7) Celebrating anyway
Rampant, deluded egotist Ross – instead of trudging back to the centre-circle to be comforted by her teammates – decides to celebrate regardless, wheeling away behind the now-ruined goalposts and breaking out in a clearly choreographed celebration.
8) Redemption
With time running out, and World Cup holders Germany anxious to get the serious stuff started against Bolivia, Ross atones for her ignominious moment. Faced with a ball-playing midfielder – who looks suspiciously like the Anonymous Goalkeeper, actually – Ross bides her time, refusing to commit to the tackle until the time is right. Finally, N’Golo Ross gets in a crucial toe and the game is over.
Roberto Baggio looks like his world has collapsed after his penalty miss hands the World Cup to Brazil in 1994
That memorable, hype-justifying World Cup, of course, ended precisely as it began: with a superstar losing their nerve from the spot at the crucial moment.

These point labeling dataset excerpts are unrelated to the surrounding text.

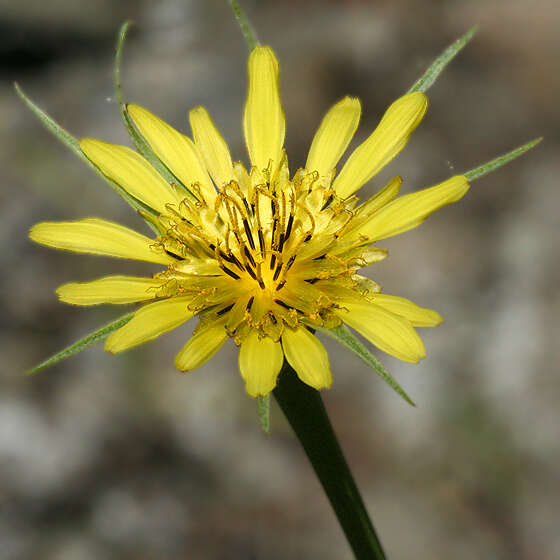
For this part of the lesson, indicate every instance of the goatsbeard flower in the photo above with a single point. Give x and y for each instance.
(260, 256)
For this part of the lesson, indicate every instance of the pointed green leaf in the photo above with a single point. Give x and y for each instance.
(439, 64)
(343, 335)
(244, 23)
(140, 144)
(84, 343)
(263, 404)
(492, 165)
(68, 140)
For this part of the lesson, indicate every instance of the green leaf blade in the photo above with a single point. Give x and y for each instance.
(263, 407)
(82, 344)
(438, 65)
(72, 143)
(343, 336)
(140, 144)
(496, 163)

While Roberto Baggio recovered to return with Italy to the biggest stage in 1998, Diana Ross had been bitten by the opening-ceremony bug. In 1995, she was back at the World Cup – the Rugby League World Cup, to be precise – and showing Wembley Stadium her ability to bounce back from adversity.
What a shame she wasn’t asked to attempt a kicked conversion between the posts.